Each turn, the coordinator gives the chosen agent one of three roles:

- **Thinker** — plan, decompose, or critique; no direct work.
- **Worker** — do the work: derive, compute, write code.
- **Verifier** — check the current answer and return `ACCEPT` or `REVISE`.

It loops, accumulating a transcript, and halts the moment a Verifier accepts (or a
fixed turn budget $K$ is exhausted):

$$
\tau \;=\; \min\{\, k \le K \;:\; R_k = \mathrm{V} \ \text{and}\ u_k = \mathrm{ACCEPT} \,\}
$$

where $R_k$ is the role at turn $k$ and $u_k$ is the verifier's verdict. Step through
one problem — watch a wrong answer get caught and revised before it's accepted:

<TrinityLoop />

### Trained by evolution, not gradients

Why not just RL the head? Because the reward is binary — the final answer is right or
wrong — and the head is tiny, so the per-parameter gradient signal is buried in
noise. TRINITY instead optimizes the coordinator with a *derivative-free* evolution
strategy, maximizing expected terminal reward:

$$
J(\theta) \;=\; \mathbb{E}_{\tau \sim \pi_\theta}\big[\, R(\tau) \,\big],
\qquad R(\tau) \in \{0, 1\}
$$

The optimizer is separable CMA-ES: it keeps a diagonal Gaussian over the ~10K
parameters, samples a small population each generation —
$\lambda = \lceil 4 + 3\ln n \rceil \approx 32$ for $n \approx 10{,}000$ — evaluates
each candidate's fitness by actually running rollouts, and shifts the distribution
toward the winners.
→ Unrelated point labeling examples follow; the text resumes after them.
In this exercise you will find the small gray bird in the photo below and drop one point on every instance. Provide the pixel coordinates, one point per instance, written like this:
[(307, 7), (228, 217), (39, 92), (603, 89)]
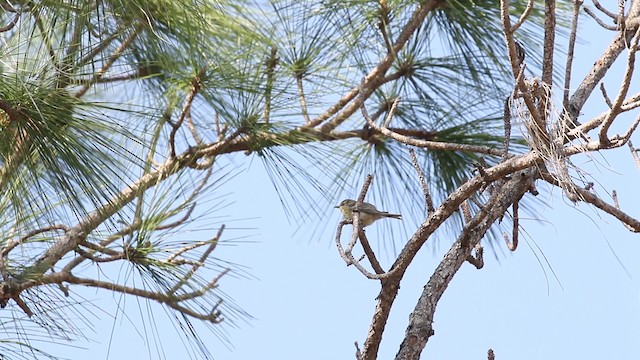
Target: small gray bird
[(368, 213)]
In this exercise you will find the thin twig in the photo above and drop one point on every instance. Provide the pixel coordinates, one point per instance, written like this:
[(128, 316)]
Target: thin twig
[(570, 49), (523, 17), (425, 187), (634, 154), (595, 17), (110, 61), (196, 85), (271, 64)]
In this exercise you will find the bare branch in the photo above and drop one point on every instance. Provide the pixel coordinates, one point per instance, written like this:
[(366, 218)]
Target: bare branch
[(196, 85), (523, 17), (624, 88), (111, 60), (607, 100), (549, 42), (425, 188), (570, 49), (271, 64), (513, 244), (634, 154), (610, 14), (599, 21)]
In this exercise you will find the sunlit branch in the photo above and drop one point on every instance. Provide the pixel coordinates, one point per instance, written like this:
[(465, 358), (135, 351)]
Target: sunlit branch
[(513, 243), (634, 154), (624, 89), (523, 17), (601, 66), (570, 49), (425, 188), (613, 210), (205, 255), (12, 23), (110, 61), (196, 85), (303, 99), (595, 17), (271, 64), (604, 10), (340, 111)]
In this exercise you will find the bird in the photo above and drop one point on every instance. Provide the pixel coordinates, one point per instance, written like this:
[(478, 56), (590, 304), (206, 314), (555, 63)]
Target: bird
[(368, 212)]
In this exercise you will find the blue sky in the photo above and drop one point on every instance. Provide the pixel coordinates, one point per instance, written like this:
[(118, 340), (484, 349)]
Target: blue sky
[(571, 290)]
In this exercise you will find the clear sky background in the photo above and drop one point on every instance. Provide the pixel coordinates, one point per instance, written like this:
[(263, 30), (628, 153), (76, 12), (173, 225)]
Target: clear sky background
[(570, 291)]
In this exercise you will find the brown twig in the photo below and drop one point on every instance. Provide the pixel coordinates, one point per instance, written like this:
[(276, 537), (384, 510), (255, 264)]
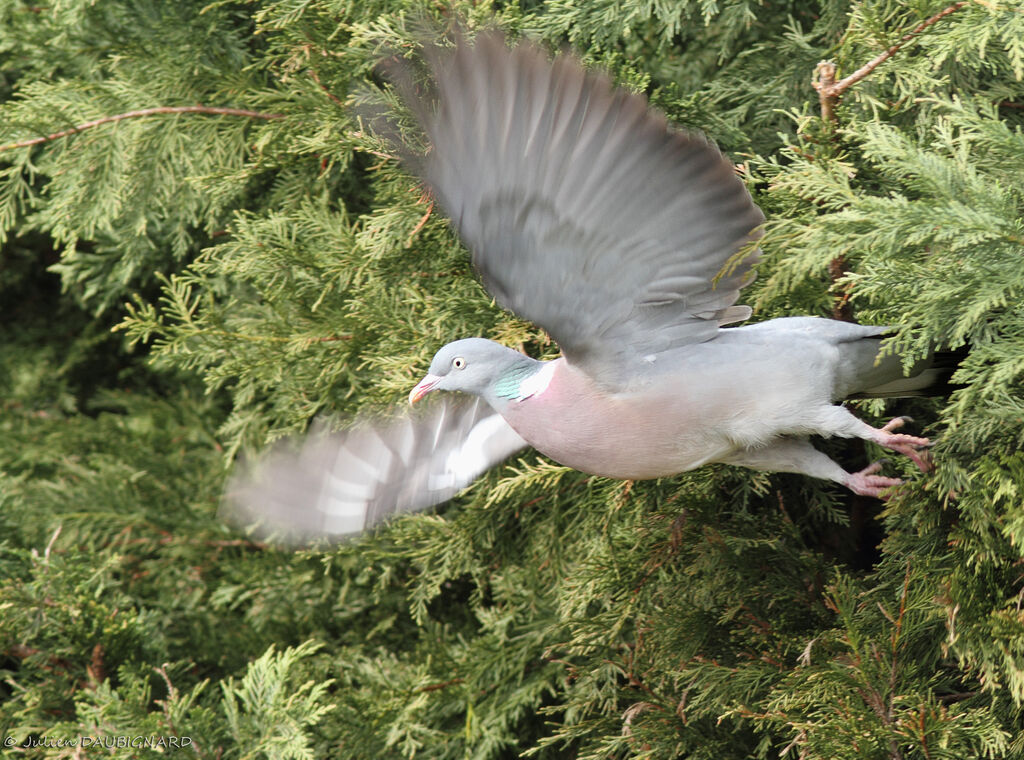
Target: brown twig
[(842, 309), (829, 90), (138, 114)]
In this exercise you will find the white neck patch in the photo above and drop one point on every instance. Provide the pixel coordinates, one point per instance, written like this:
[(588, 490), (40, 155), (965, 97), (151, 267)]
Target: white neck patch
[(536, 383)]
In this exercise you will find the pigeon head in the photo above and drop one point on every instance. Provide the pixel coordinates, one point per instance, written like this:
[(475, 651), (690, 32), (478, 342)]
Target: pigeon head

The paper shows the coordination objective is nearly
block-separable, which is exactly the regime where a diagonal evolution strategy
beats both random search and gradient RL under a tight evaluation budget. The honest
cost: no gradients means you pay in *environment evaluations*, and each one is a full
multi-turn rollout against real model APIs.

### It beats every model in its pool

This is the result that matters. Transferred zero-shot to four held-out tasks, the
evolved coordinator outscored every individual model in its pool — including GPT-5,
Gemini-2.5-Pro, and Claude-4-Sonnet. On LiveCodeBench it set a record at the time of
submission:

<BenchBars
  title="LiveCodeBench v6 — pass@1 (%)"
  unit=""
  bars={[
    { label: "TRINITY", value: 86.2, highlight: true },
    { label: "GPT-5", value: 83.8 },
    { label: "Gemini-2.5-Pro", value: 67.2 },
    { label: "Claude-4-Sonnet", value: 46.5 },
  ]}
/>

And the multi-turn loop earns its keep: accuracy climbs from 0.823 at two turns to
0.863 at six. One cheap evolved head, a frozen pool, and the ensemble beats its best
member.

<Figure
  src="/articles/sakana-fugu/trinity-livecodebench.png"
  alt="TRINITY's LiveCodeBench result and its accuracy rising with the turn budget."
  caption="TRINITY's own result: on LiveCodeBench it reaches 0.862 pass@1, above GPT-5 (0.838), Gemini-2.5-Pro (0.672), and Claude-4-Sonnet (0.465) — and accuracy keeps climbing with the turn budget (bottom)."
/>

## Conductor: orchestration written in natural language

The Conductor attacks the same problem with a bigger hammer: a 7B model (Qwen2.5-7B)
trained with RL to *write the entire workflow itself*, in natural language.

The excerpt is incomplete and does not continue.